We are currently working on models for CICD inside of a databricks environment. When we run scripts in databricks we need to initialize the environment by installing the various libraries. On our team we often install the model workflow from our github repo using a .pkl file, and then do install -r requirements.txt for the libraries. However I see for the enterprise version of sdv in order to install it you have to provide the username and password. In some basic testing it’s not entirely clear how to do this in databricks.
Is there any argparse arguments available, e.g. pip install sdv.enterprise --username --password?

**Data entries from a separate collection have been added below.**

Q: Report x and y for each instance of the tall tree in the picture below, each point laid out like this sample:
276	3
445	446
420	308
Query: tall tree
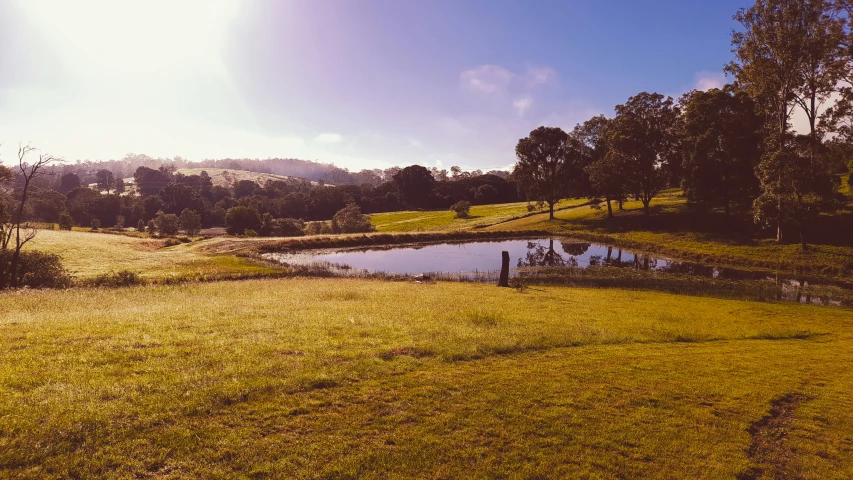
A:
416	184
544	170
807	188
27	174
105	180
605	175
642	136
823	64
721	136
68	182
769	63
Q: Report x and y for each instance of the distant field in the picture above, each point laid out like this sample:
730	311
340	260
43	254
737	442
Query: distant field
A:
368	379
226	177
674	230
481	216
87	254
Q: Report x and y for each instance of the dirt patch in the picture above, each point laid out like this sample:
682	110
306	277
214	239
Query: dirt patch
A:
769	449
148	245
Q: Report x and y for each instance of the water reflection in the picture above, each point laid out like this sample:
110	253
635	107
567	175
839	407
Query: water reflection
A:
485	256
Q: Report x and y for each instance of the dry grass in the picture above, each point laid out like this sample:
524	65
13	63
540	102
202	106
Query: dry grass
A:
481	216
366	379
89	254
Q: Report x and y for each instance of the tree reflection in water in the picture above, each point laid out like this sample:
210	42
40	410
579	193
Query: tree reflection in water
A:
542	255
539	255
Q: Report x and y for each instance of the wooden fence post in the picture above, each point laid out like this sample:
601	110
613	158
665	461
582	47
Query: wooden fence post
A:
504	280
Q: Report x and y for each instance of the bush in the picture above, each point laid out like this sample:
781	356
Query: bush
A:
318	228
350	220
286	227
167	224
240	219
461	208
190	222
37	269
65	221
124	278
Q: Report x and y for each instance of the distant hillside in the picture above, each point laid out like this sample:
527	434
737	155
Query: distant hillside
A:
226	177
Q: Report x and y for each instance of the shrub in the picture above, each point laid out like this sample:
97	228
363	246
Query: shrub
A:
65	221
318	228
350	220
240	219
190	222
461	208
167	224
286	227
37	269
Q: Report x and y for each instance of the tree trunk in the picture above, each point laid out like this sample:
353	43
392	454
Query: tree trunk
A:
504	280
13	268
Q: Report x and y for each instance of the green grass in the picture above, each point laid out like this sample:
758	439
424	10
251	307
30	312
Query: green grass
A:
367	379
675	231
88	254
480	216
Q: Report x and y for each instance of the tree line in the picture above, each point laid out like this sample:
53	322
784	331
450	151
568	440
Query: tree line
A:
726	147
65	199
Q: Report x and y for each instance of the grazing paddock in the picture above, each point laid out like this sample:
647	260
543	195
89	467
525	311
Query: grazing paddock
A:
340	378
89	254
480	216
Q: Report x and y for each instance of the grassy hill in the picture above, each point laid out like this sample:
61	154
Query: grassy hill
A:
480	216
226	177
89	254
369	379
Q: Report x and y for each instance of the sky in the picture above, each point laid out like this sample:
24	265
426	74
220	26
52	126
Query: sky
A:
361	84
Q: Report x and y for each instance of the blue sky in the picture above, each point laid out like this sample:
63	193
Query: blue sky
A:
364	84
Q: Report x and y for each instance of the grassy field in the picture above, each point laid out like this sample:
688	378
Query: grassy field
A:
226	177
367	379
676	231
481	216
89	254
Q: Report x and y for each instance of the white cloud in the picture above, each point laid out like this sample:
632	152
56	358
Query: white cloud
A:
540	76
522	105
708	80
329	138
487	79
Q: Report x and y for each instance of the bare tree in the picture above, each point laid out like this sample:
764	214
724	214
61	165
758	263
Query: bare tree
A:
16	229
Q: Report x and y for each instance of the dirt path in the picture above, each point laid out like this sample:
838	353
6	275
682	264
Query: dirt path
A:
769	449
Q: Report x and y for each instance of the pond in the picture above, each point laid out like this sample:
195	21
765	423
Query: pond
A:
481	260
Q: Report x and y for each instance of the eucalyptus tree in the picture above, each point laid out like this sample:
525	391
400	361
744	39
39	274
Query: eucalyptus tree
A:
824	63
769	66
720	139
789	56
642	138
16	232
547	169
606	176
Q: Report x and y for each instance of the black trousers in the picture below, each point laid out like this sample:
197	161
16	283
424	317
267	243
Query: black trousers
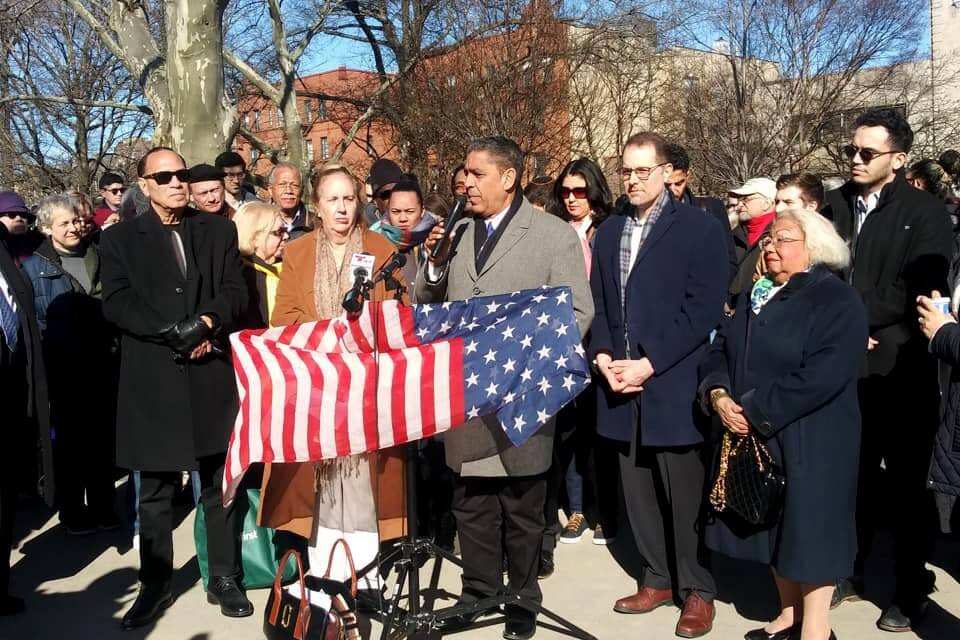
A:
481	506
899	420
157	489
663	492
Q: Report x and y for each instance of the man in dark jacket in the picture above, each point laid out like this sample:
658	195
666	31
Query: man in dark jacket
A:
65	275
659	280
173	285
678	183
25	417
901	241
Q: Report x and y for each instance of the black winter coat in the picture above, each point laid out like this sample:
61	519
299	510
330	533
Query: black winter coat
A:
902	251
171	412
793	368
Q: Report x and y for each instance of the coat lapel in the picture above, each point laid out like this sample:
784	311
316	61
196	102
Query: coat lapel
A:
516	229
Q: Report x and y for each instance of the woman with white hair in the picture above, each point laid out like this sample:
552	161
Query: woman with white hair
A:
784	369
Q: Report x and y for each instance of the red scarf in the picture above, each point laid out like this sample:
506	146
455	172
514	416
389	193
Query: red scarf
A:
756	227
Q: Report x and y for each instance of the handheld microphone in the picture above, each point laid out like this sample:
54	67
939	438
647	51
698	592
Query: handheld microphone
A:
353	299
459	207
395	262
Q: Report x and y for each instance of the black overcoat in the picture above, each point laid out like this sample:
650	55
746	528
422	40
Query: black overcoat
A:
794	369
171	412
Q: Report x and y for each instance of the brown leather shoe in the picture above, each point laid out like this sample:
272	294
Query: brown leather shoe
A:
697	617
647	599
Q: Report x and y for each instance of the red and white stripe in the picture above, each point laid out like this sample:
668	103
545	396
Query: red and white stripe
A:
334	388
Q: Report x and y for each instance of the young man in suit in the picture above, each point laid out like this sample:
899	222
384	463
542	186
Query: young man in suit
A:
901	239
173	285
659	279
505	246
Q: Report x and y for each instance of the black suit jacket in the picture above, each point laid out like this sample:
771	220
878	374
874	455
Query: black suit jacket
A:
171	412
902	251
35	405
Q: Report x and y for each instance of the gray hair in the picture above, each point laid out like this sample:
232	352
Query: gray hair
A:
50	205
284	165
823	243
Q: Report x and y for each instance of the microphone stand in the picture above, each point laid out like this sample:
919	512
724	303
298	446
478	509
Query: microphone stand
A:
411	553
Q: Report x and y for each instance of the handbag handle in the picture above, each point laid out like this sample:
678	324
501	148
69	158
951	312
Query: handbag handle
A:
303	620
353	569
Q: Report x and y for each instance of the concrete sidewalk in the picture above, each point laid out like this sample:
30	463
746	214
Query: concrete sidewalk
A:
78	588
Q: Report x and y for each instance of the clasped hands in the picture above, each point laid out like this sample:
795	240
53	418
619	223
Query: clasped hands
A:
190	338
625	376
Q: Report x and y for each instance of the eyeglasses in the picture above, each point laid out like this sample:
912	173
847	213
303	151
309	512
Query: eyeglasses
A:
851	151
643	173
164	177
580	193
770	241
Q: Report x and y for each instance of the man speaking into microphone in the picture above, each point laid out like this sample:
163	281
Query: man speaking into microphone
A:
504	245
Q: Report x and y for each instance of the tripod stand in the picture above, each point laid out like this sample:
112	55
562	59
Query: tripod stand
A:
410	554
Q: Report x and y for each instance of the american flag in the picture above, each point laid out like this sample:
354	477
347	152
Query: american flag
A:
396	373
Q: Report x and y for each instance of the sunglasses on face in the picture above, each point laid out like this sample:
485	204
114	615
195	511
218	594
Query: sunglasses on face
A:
164	177
580	193
851	151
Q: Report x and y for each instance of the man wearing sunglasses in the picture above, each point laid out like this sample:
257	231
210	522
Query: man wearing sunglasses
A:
900	239
111	190
173	284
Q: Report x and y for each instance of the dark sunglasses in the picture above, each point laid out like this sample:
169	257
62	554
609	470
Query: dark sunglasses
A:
164	177
580	193
851	151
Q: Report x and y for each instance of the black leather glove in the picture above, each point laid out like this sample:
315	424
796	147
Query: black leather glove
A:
186	335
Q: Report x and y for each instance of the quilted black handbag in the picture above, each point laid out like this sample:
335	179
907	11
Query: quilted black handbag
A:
288	618
748	483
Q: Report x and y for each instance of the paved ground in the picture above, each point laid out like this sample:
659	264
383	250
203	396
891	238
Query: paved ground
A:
78	588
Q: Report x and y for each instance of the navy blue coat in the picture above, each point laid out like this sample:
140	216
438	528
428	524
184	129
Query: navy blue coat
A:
675	296
794	370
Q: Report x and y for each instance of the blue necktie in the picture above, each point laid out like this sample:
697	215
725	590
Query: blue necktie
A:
8	322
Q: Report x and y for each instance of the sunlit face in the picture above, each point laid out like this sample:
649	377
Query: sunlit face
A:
286	189
208	195
65	230
677	183
170	196
337	205
882	166
405	210
785	251
271	244
574	193
791	197
489	187
644	175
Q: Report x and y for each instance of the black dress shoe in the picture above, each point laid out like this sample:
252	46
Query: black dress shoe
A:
547	565
790	633
151	601
11	606
902	617
521	623
225	592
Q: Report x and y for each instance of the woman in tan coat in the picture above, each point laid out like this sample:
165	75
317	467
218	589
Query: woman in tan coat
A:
360	498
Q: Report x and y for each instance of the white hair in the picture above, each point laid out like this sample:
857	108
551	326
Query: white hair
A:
823	243
50	206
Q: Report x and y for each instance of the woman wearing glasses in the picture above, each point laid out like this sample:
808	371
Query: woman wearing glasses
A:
784	368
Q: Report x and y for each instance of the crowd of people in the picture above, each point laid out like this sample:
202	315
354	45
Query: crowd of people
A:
812	322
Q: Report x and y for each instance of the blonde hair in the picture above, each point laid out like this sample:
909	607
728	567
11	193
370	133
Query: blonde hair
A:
254	219
822	241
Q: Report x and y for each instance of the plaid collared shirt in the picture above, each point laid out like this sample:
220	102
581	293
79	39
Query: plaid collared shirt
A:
635	233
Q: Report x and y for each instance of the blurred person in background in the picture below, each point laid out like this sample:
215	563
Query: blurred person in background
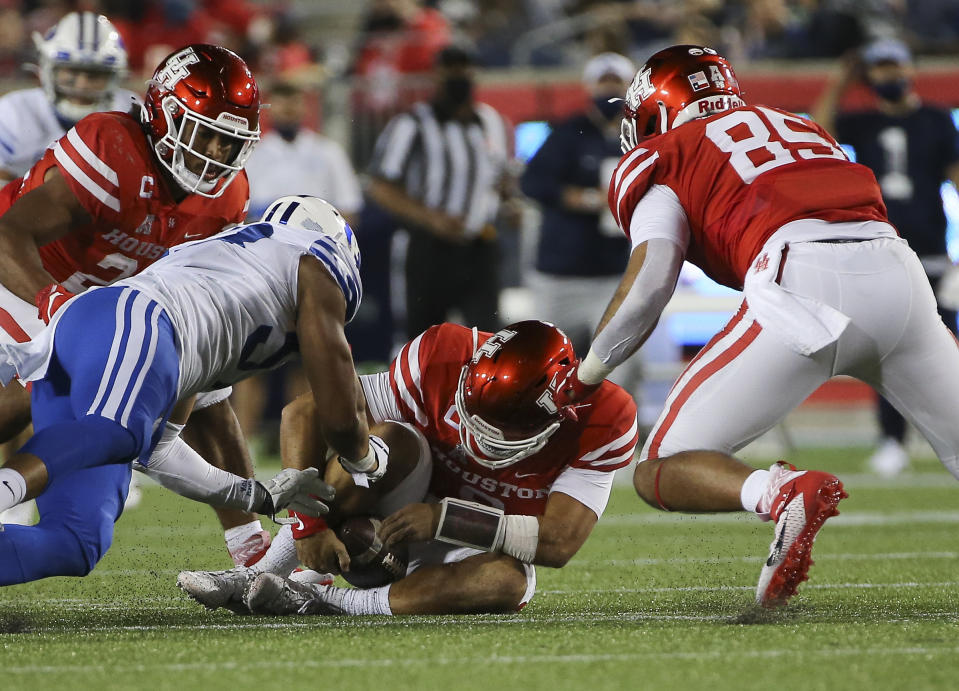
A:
291	158
912	148
81	64
441	170
581	253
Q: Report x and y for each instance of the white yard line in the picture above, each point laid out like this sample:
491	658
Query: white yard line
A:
478	661
850	519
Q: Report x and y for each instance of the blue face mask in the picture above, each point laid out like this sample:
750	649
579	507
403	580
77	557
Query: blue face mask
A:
892	90
607	109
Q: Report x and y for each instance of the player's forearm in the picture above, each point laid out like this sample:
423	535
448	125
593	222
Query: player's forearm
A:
634	311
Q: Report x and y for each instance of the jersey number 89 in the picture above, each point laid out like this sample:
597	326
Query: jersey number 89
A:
759	147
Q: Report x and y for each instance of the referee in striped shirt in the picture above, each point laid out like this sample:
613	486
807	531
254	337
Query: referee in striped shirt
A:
440	169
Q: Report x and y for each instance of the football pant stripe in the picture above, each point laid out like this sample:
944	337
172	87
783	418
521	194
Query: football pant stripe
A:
144	367
708	370
132	354
118	336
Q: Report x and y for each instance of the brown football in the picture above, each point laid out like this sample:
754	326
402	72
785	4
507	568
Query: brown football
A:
372	564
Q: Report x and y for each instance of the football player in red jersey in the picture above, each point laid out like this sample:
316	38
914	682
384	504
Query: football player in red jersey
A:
765	202
111	196
470	421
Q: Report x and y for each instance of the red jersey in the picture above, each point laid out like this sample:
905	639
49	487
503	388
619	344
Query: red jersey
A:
424	377
110	165
740	175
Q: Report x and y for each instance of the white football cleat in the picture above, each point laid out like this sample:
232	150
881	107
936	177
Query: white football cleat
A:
272	594
890	459
251	550
799	502
214	589
311	577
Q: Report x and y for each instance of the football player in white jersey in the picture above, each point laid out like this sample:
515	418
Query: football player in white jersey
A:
82	61
212	312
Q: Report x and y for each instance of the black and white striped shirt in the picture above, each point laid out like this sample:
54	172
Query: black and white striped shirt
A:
447	164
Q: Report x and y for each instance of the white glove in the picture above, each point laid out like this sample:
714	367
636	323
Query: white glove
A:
371	467
300	490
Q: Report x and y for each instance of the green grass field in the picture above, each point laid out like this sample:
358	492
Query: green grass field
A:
652	601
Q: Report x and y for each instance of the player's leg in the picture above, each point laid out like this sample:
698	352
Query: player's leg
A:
102	403
743	382
77	513
444	580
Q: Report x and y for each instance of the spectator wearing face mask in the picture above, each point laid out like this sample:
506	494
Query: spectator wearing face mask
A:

If you have any guidance on getting this working in a databricks environment, that would be very helpful.
@giovanni.circo, am I correct in understanding your workflow as follows?
- You have developed a synthetic model and saved it as a pickle file.
- You have a CI/CD pipeline in Databricks in which you want to install a fresh SDV enterprise each time a CI/CD action is triggered, and want to sample from the .pkl model?
On a related note, have you already built an SDV model successfully?
Yes, I have already created and used multiple SDV models locally. My primary question is what is the suggested method to install and run the enterprise version inside of a databricks environment.
If the above workflow description is correct, you can install SDV Enterprise in Databricks with the following command:
python -m pip install sdv_enterprise --index-url https://EMAIL_ESCAPED:LICENSE_KEY@pypi.datacebo.com --timeout 600
Please replace EMAIL_ESCAPED with your email address (escaped) and LICENSE_KEY with your actual license key.
For example with gaurav@datacebo.com:
python -m pip install --index-url https://gaurav%40datacebo.com:LICENSE_KEY@pypi.datacebo.com --timeout 600
- Notice the @ symbol was changed to %40
Tested this in our databricks environment, and it is working. Thank you!
@giovanni.circo glad to hear that. I am closing this discussion.
Feel free to open a new discussion if you run into any issues.